Bu konuda benzer bir açıklama da Maliye Bakanı Mehmet Şimşek'ten gelmişti. Şimşek "Petrol fiyatlarındaki 10 dolarlık düşüş Türkiye'nin cari açığını neredeyse 5 milyar dolara kadar daraltabiliyor. Dolayısıyla petrol, doğalgaz fiyatlarının düşmesi, bizim cari açığımızı, orta-uzun vadeli ekonomi görünümümüzü olumlu etkileyecek" dedi.

5. ABD'deki kaya gazı devrimi nasıl etkilenecek?

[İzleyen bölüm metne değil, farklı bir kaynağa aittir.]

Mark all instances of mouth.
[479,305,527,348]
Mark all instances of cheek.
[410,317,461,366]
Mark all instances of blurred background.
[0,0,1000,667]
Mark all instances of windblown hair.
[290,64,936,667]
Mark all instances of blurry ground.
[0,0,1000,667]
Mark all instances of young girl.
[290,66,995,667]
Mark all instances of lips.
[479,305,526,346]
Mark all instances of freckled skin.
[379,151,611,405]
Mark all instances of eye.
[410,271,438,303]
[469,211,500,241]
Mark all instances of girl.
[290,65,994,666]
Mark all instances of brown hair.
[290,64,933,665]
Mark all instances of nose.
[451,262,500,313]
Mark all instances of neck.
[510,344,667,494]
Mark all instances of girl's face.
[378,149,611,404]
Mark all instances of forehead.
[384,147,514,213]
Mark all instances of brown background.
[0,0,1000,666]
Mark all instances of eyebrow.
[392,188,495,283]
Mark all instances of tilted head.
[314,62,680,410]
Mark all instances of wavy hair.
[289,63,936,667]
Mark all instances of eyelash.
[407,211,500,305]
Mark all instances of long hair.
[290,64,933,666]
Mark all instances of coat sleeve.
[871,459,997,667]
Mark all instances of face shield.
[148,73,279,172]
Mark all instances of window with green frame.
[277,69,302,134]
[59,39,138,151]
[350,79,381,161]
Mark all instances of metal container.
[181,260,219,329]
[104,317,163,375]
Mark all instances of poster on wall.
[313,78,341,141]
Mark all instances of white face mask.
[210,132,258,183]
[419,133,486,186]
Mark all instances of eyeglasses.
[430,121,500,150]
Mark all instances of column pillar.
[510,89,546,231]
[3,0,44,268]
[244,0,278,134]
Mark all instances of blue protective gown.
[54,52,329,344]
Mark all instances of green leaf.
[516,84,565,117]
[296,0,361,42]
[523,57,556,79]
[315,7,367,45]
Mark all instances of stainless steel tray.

Traderlar ve analistler Suudi Arabistan'ın fiyatların düşmesine izin vermesini giderleri daha fazla olan ABD'li kaya gazı petrolü üreticilerine bir meydan okuma olarak yorumlamışlardı. Amerika'daki birçok petrol şirketi üretim hedeflerini azalttı. ABD Enerji Enformasyon Kurumu da üretim tahminini düşürdü. 

Enerji şirketleri ABD hisse senedi piyasalarındaki en ciddi kayıpları yaşarken, bu sorunun sıçrama etkisi yapabileceğine ilişkin endişeler var.